Select your preferred input format: sensitivity and specificity (most common in diagnostic accuracy studies), direct likelihood ratios (LR+ and LR-), or a 2x2 contingency table with true positives, false positives, false negatives, and true negatives. The tool computes all derived values automatically.
Provide the diagnostic test accuracy values for your chosen mode. When using sensitivity/specificity, enter values as percentages. For 2x2 tables, enter the raw cell counts. The tool derives likelihood ratios and post-test probabilities from any input format.
The D3.js nomogram renders three vertical scales with connecting lines. The solid red line traces the path for a positive test result (through LR+), and the dashed blue line traces the path for a negative test result (through LR-). Read the post-test probabilities where the lines intersect the right scale.
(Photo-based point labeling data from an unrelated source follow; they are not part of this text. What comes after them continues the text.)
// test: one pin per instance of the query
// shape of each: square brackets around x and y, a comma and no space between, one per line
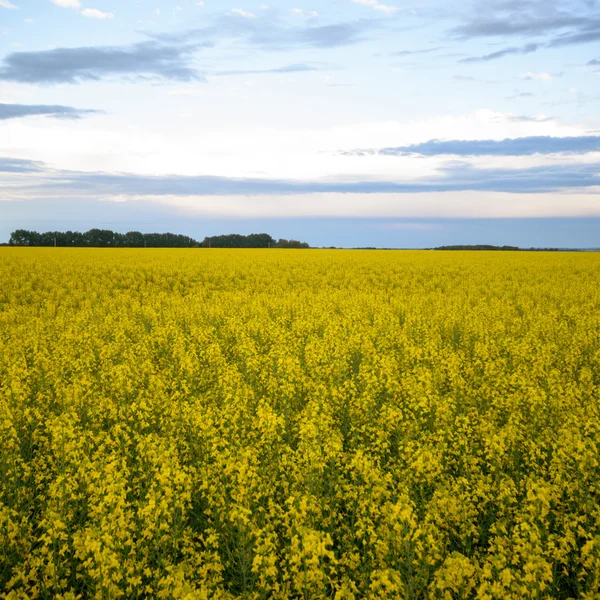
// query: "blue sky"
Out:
[346,122]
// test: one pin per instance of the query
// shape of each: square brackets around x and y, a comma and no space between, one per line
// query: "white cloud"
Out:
[67,3]
[243,13]
[438,205]
[541,76]
[94,13]
[386,8]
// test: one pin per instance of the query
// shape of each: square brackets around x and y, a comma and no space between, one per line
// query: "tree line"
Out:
[498,248]
[104,238]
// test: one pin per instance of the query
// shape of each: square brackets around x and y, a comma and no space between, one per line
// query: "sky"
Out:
[408,123]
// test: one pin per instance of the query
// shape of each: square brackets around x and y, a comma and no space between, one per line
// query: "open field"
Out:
[299,424]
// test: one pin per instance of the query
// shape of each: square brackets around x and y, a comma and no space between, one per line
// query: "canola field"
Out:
[299,424]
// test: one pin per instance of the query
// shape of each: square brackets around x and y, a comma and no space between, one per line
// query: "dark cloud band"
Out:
[525,146]
[16,111]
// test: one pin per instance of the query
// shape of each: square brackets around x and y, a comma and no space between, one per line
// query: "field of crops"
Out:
[299,424]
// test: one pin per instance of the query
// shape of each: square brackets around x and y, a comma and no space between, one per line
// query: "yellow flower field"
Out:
[299,424]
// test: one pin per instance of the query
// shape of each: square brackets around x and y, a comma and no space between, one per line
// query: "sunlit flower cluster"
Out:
[299,424]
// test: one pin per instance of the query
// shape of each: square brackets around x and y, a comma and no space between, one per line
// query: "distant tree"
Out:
[101,238]
[283,243]
[235,240]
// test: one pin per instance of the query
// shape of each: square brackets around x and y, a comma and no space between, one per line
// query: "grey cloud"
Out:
[271,34]
[19,165]
[413,52]
[508,25]
[296,68]
[73,65]
[454,176]
[529,119]
[15,111]
[525,146]
[520,95]
[565,22]
[501,53]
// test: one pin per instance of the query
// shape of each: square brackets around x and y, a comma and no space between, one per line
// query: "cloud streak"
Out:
[501,53]
[453,177]
[295,68]
[74,65]
[525,146]
[16,111]
[271,34]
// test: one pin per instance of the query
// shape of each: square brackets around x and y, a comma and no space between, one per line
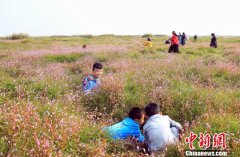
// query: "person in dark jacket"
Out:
[174,43]
[213,41]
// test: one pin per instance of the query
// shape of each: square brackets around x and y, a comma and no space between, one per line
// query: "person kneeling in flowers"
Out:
[91,82]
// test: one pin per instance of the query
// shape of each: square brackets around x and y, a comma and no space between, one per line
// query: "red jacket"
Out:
[174,40]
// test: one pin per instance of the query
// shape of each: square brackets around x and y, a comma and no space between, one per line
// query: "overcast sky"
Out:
[74,17]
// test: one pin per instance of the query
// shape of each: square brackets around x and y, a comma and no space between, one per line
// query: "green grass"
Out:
[61,58]
[200,85]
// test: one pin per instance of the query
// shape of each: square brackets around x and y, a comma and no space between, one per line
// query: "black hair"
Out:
[135,113]
[97,66]
[174,33]
[152,109]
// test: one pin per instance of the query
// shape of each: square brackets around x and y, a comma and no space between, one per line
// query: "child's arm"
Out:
[175,124]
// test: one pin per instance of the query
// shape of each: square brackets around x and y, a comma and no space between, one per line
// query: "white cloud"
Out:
[68,17]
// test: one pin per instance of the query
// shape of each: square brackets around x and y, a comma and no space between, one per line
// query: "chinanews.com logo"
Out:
[206,141]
Examine the result cards below the nomogram. They display the pre-test probability, pre-test odds, positive and negative likelihood ratios, and the post-test probabilities for both positive and negative test outcomes, along with interpretation guidelines for likelihood ratio magnitudes.
Download the nomogram as a high-resolution PNG or PDF for journal submission. Copy the auto-generated methods paragraph, the R code for reproducing the analysis, or the numerical results as CSV. All exports include the complete set of input parameters and computed values.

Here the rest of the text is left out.